Last Vegas-This comedy was rightly saved for the 1.30 bin at Schnucks. That isn’t to say that the Michael Douglas-Robert DeNiro-Kevin Kline-Morgan Freeman starring Hangover styled tale doesn’t work at all. It’s just better off consumed at home with the shoes and pressure off. There are laughs to be had about older age and bad tans. Douglas and DeNiro don’t stretch themselves too far while Freeman and Kline are absolutely hilarious and have fun with their film personas. There’s a tidy ending that could seen from 60 miles away and it doesn’t hurt the overall product. If you want a good laugh and like the cast, pick this film out and have a laugh.
Enough Said-This film didn’t sit well with me as a whole in the end but I liked the lead performers chemistry between Julia-Louis Dreyfus and James Gandolfini. They worked but the story didn’t. First, it’s bittersweet and quite beautiful to watch Gandolfini step outside his comfort zone here and play the ultimate teddy bear romantic lead. I am a big fan of his work on Sopranos and as an excellent actor across the board in different films and roles. He is very good here and that makes you sad because his heart couldn’t keep up with his energy and gave out. I am not a Seinfeld fan yet didn’t mind Julia here. She was funny and honest in her lead role. The supporting cast of Catherine Keener, Toni Collette and Tavi Gavinson is game and good as well.

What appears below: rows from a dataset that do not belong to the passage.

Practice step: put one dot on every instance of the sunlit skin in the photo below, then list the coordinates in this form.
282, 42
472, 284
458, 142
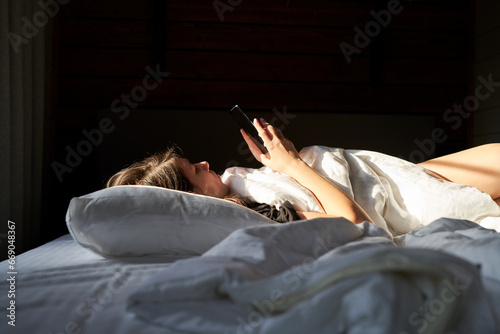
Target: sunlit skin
204, 181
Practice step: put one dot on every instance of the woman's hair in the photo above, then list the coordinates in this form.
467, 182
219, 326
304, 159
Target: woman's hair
161, 170
164, 170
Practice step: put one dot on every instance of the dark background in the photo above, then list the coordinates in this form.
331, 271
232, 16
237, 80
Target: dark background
264, 56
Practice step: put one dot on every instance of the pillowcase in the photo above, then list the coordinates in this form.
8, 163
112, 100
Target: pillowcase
146, 220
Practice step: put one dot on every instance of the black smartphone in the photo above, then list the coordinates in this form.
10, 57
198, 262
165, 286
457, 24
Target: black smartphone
244, 123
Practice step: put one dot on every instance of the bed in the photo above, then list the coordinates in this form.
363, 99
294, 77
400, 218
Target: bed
216, 267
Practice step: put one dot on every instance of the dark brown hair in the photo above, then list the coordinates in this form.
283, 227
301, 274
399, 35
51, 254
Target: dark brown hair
161, 170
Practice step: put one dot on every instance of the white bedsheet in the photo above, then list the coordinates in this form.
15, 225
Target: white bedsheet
64, 288
399, 196
330, 276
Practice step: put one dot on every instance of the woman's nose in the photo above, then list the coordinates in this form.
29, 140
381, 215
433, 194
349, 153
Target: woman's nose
205, 165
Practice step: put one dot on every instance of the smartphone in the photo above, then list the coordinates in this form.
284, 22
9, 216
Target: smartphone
244, 123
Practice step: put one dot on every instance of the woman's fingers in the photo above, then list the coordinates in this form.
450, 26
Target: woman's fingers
254, 148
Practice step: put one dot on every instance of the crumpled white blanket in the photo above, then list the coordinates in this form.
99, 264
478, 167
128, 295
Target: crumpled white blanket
399, 196
328, 275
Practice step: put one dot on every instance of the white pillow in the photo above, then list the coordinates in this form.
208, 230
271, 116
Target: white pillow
146, 220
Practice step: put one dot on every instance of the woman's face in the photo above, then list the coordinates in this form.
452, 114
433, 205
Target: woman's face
204, 181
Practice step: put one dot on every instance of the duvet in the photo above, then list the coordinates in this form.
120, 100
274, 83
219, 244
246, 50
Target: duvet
399, 196
329, 276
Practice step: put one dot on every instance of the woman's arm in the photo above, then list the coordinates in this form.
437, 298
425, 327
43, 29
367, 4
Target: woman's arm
283, 157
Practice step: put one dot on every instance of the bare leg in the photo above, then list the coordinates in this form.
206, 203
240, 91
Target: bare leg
478, 167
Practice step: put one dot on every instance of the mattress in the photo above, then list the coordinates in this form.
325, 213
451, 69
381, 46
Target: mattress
61, 287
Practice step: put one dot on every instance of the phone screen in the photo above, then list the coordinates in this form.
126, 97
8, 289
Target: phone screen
244, 123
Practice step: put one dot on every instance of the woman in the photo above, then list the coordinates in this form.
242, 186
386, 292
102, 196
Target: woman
170, 171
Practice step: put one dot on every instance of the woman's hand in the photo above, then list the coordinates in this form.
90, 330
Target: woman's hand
281, 155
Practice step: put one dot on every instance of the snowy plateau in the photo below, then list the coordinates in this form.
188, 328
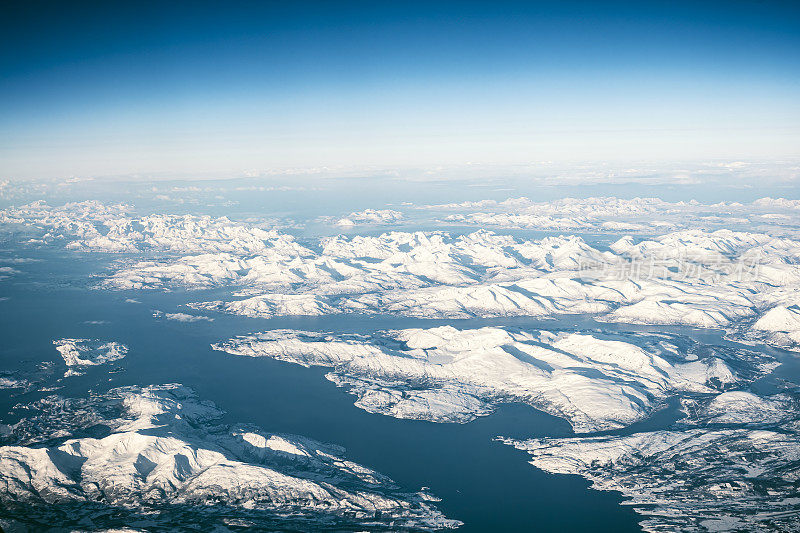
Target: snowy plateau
607, 313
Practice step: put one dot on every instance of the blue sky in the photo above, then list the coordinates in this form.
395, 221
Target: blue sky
99, 89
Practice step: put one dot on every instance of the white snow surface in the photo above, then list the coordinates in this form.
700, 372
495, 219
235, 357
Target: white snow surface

Writer-Director Nicole Holofcener doesn’t make a bad movie here but it’s too predictable and clear cut from the outset. We know that Dreyfus is learning details unknowingly about Gandolfini from her new friend Keener, and there is going to be a blowup. When it happens, it doesn’t have the huge impact and the story predictable rebounds. Small things aren’t as well done as the director probably intended. There is a classy vibe to the film and that doesn’t hurt it but when the end came and went, I once shrugged and didn’t keep my chin up. The acting is good in the film but the tacky story setup doesn’t have the same bluntness that the dialogue has. There are some brutally honest lines here yet in the end that’s forfeited for sap. A little disappointed. However, it’s not worth 8 dollars at the theater but may be worth a 1.30 spin on Redbox if the mood is right.